Professor Christian Ottensmeier, a consultant medical oncologist and director of clinical research at the centre, told Sky News he was “cautiously optimistic” about the findings.

“I am really hopeful, yes,” he said. “I am quite excited about it. All the data are pointing in the right direction.”

The jab, codenamed TG4050, is made by a French company called Transgene using similar technology that produced AstraZeneca and Oxford University’s Covid vaccine.

The vaccine is tailor-made for each patient with DNA found in their tumours. After being injected, the body is instructed to create proteins identical to those found on the surface of the tumours, triggering an immune response.

In theory, any cancer cells displaying those same surface proteins that remain in the bloodstream after surgery are then destroyed by T cells, preventing the cancer from gaining a foothold.

“The immune system can see things we can't see on scans,” Prof Ottensmeier told Sky News. “It's much smarter than human beings.

“If we can train the immune system to pick those cells that would otherwise lead to a relapse at a time when we can't even see them, then the long-term survival chances for our patients are much higher.”

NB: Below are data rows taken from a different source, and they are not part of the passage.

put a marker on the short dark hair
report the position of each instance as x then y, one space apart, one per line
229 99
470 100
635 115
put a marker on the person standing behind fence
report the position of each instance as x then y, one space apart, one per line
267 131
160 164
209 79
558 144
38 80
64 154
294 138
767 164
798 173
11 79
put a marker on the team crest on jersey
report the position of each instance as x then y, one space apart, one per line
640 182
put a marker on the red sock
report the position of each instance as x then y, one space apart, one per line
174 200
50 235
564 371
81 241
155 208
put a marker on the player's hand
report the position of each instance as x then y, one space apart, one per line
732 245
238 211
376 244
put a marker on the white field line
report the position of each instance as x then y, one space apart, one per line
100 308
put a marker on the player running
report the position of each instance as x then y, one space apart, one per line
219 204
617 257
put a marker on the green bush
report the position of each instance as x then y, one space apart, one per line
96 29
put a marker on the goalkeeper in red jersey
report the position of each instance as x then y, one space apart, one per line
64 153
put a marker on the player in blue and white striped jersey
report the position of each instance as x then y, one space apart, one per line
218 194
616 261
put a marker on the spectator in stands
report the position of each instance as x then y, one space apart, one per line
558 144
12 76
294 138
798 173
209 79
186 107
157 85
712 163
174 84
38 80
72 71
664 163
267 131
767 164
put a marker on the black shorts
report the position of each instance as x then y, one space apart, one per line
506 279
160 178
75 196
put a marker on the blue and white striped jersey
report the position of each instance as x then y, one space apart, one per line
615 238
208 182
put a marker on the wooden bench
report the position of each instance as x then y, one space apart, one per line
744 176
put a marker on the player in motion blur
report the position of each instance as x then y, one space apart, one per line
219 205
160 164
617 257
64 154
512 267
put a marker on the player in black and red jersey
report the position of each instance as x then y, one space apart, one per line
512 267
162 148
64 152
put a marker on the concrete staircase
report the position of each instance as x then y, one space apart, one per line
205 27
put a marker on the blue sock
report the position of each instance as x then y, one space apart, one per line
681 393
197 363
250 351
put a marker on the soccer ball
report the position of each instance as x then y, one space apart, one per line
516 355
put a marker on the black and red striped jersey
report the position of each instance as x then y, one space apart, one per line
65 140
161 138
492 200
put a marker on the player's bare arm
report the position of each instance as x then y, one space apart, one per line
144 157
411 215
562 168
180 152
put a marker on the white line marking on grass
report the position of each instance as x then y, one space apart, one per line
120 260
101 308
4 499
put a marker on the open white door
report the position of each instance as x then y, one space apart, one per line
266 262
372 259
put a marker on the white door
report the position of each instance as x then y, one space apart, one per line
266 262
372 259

Thirty patients are taking part in the trial for head and neck cancer. Half will be given the vaccine as soon as they finish conventional treatment, with the other half receiving it only when they relapse.

Head and neck cancers are newly diagnosed in more than 12,000 people in the UK each year, and 65,000 in the US. They kill just over 4,000 Britons a year and 14,000 Americans.

There are more than 30 areas within the head and neck where cancer can develop, including the mouth and throat. These types of cancer patients have a high chance of their tumour returning.

Doctors are optimistic about the vaccine because it is so specific to each individual person's cancer. Transgene's chief medical officer Dr Maud Brandely said it provided patients with “new hope” in the race to treat cancer.

However, Dr Juanita Lopez, a clinical researcher at The Institute of Cancer Research, cautioned that the “highly personalised” vaccination strategy is time intensive and complex, taking around four weeks to generate a vaccine for just one patient.

It’s also “hugely expensive,” she says, which raises the question of whether such a treatment could feasibly be provided via the NHS.